Behaviour of E721 with numpy.dtype

astral-sh / ruff

An extremely fast Python linter and code formatter, written in Rust.

https://docs.astral.sh/ruff

MIT License

31.83k stars 1.07k forks source link

Behaviour of E721 with numpy.dtype #9570

Closed nstarman closed 8 months ago

nstarman commented 9 months ago

numpy.dtype is tripping rule E721. I'm not sure it should be.

x = np.array([1,2,3], dtype=float)
x.dtype == float  # <- trips E721

.dtype is an object, e.g. a dtype('float64'). While x.dtype == float may not be the best means of testing a dtype, I don't think this is E721.

charliermarsh commented 9 months ago

What about x.dtype is np.dtype(float)?

nstarman commented 9 months ago

Looking at https://github.com/numpy/numpy/blob/5feea41396910a3065c8e79886127fad4cbdebf3/numpy/__init__.pyi#L844, it appears that == is fine for dtypes.

I suppose we should ask a numpy dev — ping @mhvk — about preferred syntax.

mhvk commented 9 months ago

dtype are a bit of a strange beast, but definitely best thought of as instances, not classes, and they are meant to be comparable not just to their own class, but also to the corresponding scalar types (e.g., x.dtype == np.float32) and strings (e.g., x.dtype == ['i1,i4']; basically, __eq__ always tries to do dtype(other).

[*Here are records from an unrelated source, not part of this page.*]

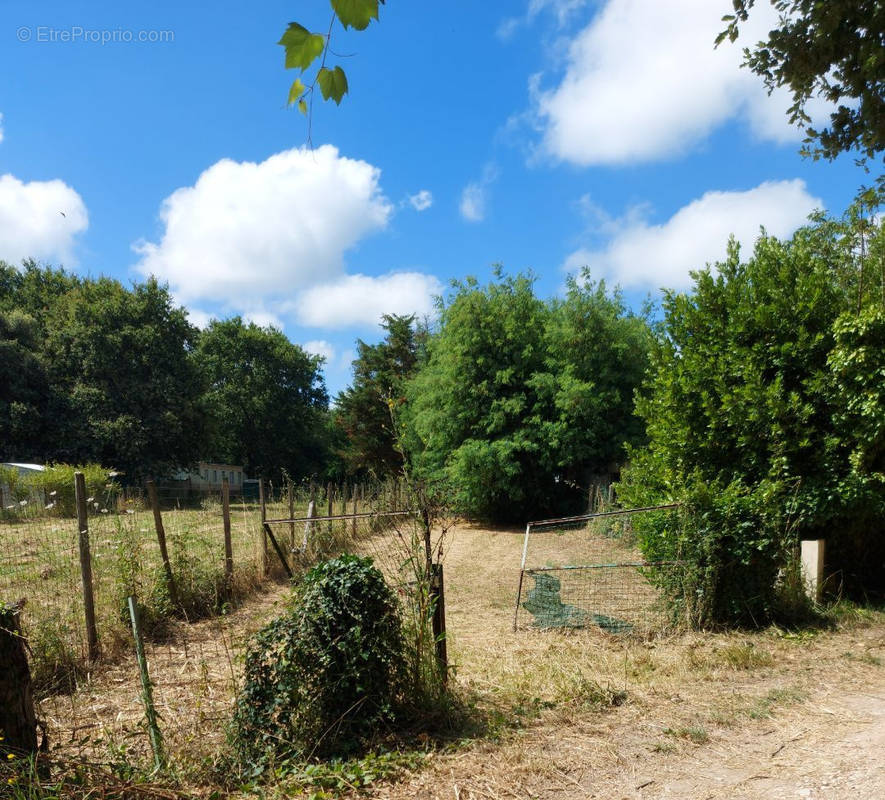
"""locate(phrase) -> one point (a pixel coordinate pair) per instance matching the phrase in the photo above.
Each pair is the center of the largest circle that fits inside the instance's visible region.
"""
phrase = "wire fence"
(588, 571)
(41, 561)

charliermarsh commented 8 months ago

Okay, we can try to special-case it when comparing a .dtype attribute directly, though we'll still get it wrong in the general case (since given x == y, we can't know definitively whether x is a dtype).

charliermarsh commented 8 months ago

@mhvk -- Just to clarify, is x.dtype == float is preferable over (e.g.) x.dtype is np.dtype(float) or looking at the dtype kind or char?

zanieb commented 8 months ago

I feel like x.dtype is np.dtype(float) is more correct, but this might make sense to exclude from E721 as it doesn't seem worse to use == float.

mhvk commented 8 months ago

I think it is much safer in general usage to use ==, since is really only works for the basic numpy built-in dtype. np.dtype("i,i") is np.dtype("i,i") gives False, because a new structured dtype is created for every call. So, to the point of this PR, dtype really should not generally be considered classes and thus no preference for is over isinstance or ==.

charliermarsh commented 8 months ago

Okay, sounds good. Thanks for chiming in.